The majority of patients with pancreatic cancer are not candidates for curative surgery, but instead require palliative care. Obstructive jaundice and associated pruritis can be relieved with the insertion of a biliary stent. The stent can be placed via ERCP or percutaneously.
There is also a role for palliative chemotherapy, with NICE suggesting a gemcitabine based regime in patients with a reasonable performance status.
Exocrine insufficiency is common in advanced disease and can lead to malabsorption and steatorrhoea. This can initially be treated with enzyme replacements (including lipases), such as Creon®, which are typically administered with meals.
Pancreatic cancer has a high metastatic capacity even in small tumours. The prognosis in pancreatic cancer remains dismal, with overall 5-year survival rate is less than 5%. One study showed the prognostic impact of tumour size is restricted only to patients with localised disease.
Endocrine Tumours of the Pancreas
Endocrine tumours of the pancreas may be functional or non-functional. Functional tumours actively secrete hormones and their signs and symptoms are related to this.
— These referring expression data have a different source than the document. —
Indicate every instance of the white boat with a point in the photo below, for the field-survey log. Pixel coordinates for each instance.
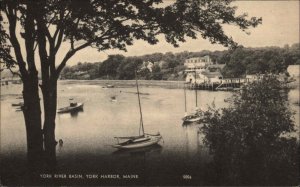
(144, 139)
(72, 108)
(138, 142)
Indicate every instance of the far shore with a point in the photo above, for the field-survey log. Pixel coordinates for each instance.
(128, 83)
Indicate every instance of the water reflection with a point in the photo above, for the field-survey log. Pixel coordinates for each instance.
(153, 149)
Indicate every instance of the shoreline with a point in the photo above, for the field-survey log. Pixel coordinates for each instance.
(128, 83)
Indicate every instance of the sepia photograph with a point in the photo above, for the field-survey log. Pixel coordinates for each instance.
(149, 92)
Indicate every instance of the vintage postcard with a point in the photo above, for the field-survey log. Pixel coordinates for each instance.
(149, 93)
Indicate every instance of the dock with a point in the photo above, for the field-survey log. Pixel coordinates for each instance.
(228, 84)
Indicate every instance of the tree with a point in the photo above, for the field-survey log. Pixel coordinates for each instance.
(46, 24)
(250, 140)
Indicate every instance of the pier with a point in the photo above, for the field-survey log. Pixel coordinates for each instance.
(228, 84)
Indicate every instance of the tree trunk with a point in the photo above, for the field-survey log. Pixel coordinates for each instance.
(33, 123)
(49, 90)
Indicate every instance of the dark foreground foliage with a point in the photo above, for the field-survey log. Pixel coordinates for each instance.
(250, 141)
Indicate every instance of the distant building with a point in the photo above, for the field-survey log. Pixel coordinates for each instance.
(150, 66)
(197, 63)
(205, 77)
(201, 70)
(294, 70)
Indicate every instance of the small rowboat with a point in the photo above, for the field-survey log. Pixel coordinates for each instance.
(191, 118)
(72, 108)
(138, 141)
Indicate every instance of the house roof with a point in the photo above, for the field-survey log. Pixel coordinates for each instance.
(212, 74)
(219, 66)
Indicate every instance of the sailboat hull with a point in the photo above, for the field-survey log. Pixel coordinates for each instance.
(145, 141)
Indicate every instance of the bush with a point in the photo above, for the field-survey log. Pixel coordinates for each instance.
(250, 140)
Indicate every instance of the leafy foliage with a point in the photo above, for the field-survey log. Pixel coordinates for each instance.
(250, 141)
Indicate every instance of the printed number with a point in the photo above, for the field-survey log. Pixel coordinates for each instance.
(187, 177)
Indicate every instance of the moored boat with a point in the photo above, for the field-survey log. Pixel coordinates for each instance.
(138, 142)
(141, 141)
(72, 108)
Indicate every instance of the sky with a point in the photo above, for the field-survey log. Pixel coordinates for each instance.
(280, 26)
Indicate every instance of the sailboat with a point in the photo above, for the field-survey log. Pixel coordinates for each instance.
(144, 139)
(194, 116)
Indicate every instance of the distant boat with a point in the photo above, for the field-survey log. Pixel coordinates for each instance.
(74, 106)
(20, 104)
(136, 93)
(113, 99)
(193, 116)
(109, 86)
(141, 141)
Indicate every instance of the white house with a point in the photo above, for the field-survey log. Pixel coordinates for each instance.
(204, 77)
(197, 63)
(294, 70)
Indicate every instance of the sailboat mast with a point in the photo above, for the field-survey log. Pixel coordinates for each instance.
(138, 92)
(196, 89)
(184, 97)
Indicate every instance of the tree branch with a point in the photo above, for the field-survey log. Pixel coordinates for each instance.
(69, 55)
(14, 41)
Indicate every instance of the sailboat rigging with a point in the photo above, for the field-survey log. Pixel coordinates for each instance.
(144, 139)
(195, 116)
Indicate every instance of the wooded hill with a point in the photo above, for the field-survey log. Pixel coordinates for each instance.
(169, 66)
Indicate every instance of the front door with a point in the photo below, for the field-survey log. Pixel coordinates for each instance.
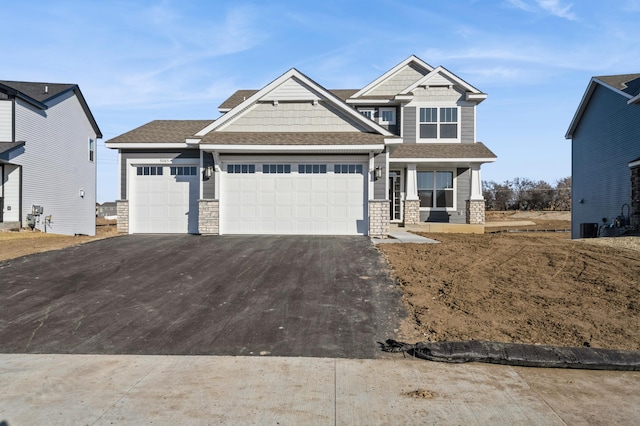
(395, 194)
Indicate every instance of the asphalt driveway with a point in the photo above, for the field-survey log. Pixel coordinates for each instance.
(227, 295)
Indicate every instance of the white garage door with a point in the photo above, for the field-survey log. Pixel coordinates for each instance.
(164, 199)
(310, 198)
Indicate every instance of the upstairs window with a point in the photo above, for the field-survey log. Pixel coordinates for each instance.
(388, 116)
(439, 123)
(92, 149)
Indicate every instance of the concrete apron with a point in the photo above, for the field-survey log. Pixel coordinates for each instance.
(131, 389)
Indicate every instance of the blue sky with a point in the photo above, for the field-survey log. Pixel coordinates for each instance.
(145, 60)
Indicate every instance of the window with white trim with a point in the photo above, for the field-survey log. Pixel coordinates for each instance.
(347, 168)
(149, 170)
(388, 116)
(312, 168)
(183, 171)
(276, 168)
(241, 168)
(438, 123)
(435, 189)
(92, 149)
(370, 113)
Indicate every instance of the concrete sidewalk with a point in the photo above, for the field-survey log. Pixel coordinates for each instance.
(129, 389)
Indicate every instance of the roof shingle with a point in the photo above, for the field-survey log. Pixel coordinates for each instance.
(443, 150)
(162, 131)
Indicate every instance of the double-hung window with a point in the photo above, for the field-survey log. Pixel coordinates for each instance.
(435, 189)
(439, 123)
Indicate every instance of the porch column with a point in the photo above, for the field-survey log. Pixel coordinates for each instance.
(412, 201)
(475, 203)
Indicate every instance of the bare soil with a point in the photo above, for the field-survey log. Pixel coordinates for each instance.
(540, 288)
(21, 243)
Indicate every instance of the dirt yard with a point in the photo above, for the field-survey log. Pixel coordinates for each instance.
(521, 287)
(22, 243)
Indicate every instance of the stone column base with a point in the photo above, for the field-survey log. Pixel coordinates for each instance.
(411, 212)
(209, 217)
(379, 218)
(475, 212)
(635, 198)
(122, 211)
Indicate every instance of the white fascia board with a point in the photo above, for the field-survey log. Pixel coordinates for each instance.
(277, 82)
(442, 160)
(393, 141)
(581, 107)
(370, 101)
(391, 72)
(424, 81)
(123, 145)
(268, 149)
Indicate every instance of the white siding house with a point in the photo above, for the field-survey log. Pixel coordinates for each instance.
(47, 158)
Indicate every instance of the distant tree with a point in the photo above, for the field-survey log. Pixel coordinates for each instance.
(526, 194)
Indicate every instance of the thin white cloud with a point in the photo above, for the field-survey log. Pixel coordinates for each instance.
(556, 9)
(552, 7)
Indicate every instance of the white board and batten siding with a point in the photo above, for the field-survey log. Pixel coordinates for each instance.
(6, 121)
(56, 165)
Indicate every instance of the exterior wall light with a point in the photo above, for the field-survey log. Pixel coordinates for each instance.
(378, 172)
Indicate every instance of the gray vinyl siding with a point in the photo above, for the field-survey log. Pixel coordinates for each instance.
(400, 81)
(208, 185)
(604, 142)
(409, 124)
(294, 117)
(379, 185)
(6, 121)
(140, 154)
(55, 164)
(467, 125)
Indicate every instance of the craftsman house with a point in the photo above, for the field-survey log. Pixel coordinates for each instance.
(47, 158)
(297, 158)
(605, 157)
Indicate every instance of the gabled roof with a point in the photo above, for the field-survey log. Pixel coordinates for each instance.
(241, 95)
(443, 152)
(626, 85)
(315, 91)
(439, 74)
(161, 132)
(411, 60)
(39, 94)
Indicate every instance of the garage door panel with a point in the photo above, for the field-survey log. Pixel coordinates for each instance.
(293, 203)
(164, 203)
Non-functional tumours do not secrete active hormones and signs and symptoms are related purely to their malignant spread.
|Cell Type||Secreted Hormone (name of tumour)||Normal Physiological Function||Features of Functional Tumour|
|G cells||Gastrin (gastrinoma)||Stimulates the release of gastric acid||Zollinger-Ellison syndrome, resulting in severe peptic ulcers, refractory to medical treatment, with diarrhoea and steatorrhoea|
|α Cells||Glucagon (Glucagonoma)||Increase blood glucose concentration||Hyperglycaemia, diabetes mellitus, and necrolytic migratory erythema|
|β Cells||Insulin (insulinoma)||Decrease blood glucose concentration||Hypoglycaemia, neuroglycopaenic symptoms|
|δ Cells||Somatostatin (Somatostatinoma)||Inhibits the release of GH, TSH and prolactin from the anterior pituitary, and of gastrin||Mild diabetes mellitus, steatorrhoea, gallstones (due to inhibition of cholecystokinin), and achlorhydria (due to gastrin inhibition)|
|Non islet cells||Vasoactive intestinal peptide (VIPoma)||Secretion of water and electrolytes into the gut. Relaxation of enteric smooth muscle.||Verner-Morrison syndrome. Prolonged profuse watery diarrhoea, hypokalaemia, dehydration|
Table 1 – Endocrine tumours of the pancreas.
Endocrine tumours of the pancreas are associated with multiple endocrine neoplasia 1 syndrome (MEN1), also known as Wermer’s syndrome. MEN1 typically consists of hyperparathyroidism, endocrine pancreatic tumours, and pituitary tumours (most commonly prolactinomas).